Some of the best memories are from the heyday of the Hotel Chelsea, where legions of artists bartered their work for rent and "everybody passing through here is somebody, if nobody in the outside world." Patti and Robert landed in this haven just as the scrounging and the lice had lost their romance. She encouraged him toward photography, he urged her to put her poetry to music.
They thrived at the Chelsea until the scene got ugly, with pimps and thefts, and they moved to their own space. Still, she did enjoy getting back there during her months with Sam Shepard - whom she originally believed was a drummer named Slim Shadow. Shepard bought her a 1931 Gibson guitar and taught her the secret of improvisation: "It's like drumming. If you miss a beat, you create another."
Mapplethorpe began supplementing his income, and his sexual restlessness, as a hustler. Smith couldn't relate to his increasing appetite for rough trade, though she was more comfortable with his sexual duality than with his appetite for high society. She describes him as "more Dionysian than satanic, embracing freedom and heightened experience." Meanwhile, she was working "to infuse the written word with the immediacy and frontal attack of rock and roll."
Smith's style is as influenced by Rimbaud and Baudelaire as by Bob Dylan and Mickey Spillane.
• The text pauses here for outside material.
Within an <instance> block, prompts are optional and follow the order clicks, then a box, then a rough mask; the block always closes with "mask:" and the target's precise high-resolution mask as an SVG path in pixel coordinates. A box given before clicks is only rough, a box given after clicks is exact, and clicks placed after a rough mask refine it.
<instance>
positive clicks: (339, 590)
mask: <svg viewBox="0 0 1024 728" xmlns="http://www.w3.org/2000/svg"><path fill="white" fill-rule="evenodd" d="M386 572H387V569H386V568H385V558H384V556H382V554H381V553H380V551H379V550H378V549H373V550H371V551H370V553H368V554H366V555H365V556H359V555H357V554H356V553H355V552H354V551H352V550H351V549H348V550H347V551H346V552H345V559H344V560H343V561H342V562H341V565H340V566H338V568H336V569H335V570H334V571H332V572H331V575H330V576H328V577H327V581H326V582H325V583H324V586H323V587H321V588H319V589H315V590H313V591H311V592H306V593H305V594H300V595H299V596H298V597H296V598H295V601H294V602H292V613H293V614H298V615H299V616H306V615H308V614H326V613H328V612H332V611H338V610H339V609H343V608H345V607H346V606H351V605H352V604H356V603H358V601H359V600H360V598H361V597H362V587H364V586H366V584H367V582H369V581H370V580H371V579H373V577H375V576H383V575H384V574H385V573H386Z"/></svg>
She doesn't fear occasional leaps into the florid abyss, such as: "We had ventured out like Maeterlinck's children seeking the bluebird and were caught in the twisted briars of our new experiences."
But her understanding of her soul-mate's controversial work is invaluable. "Robert took areas of dark human consent and made them into art. He worked without apology, investing the homosexual with grandeur, masculinity and enviable nobility. . . . He was not looking to make a political statement or an announcement of his evolving sexual persuasion. He was presenting something new, something not seen or explored as he saw and explored it."
Toward the end, he asked her, "Patti, did art get us?" If it did, this book is a guide to appreciating what was gained in return.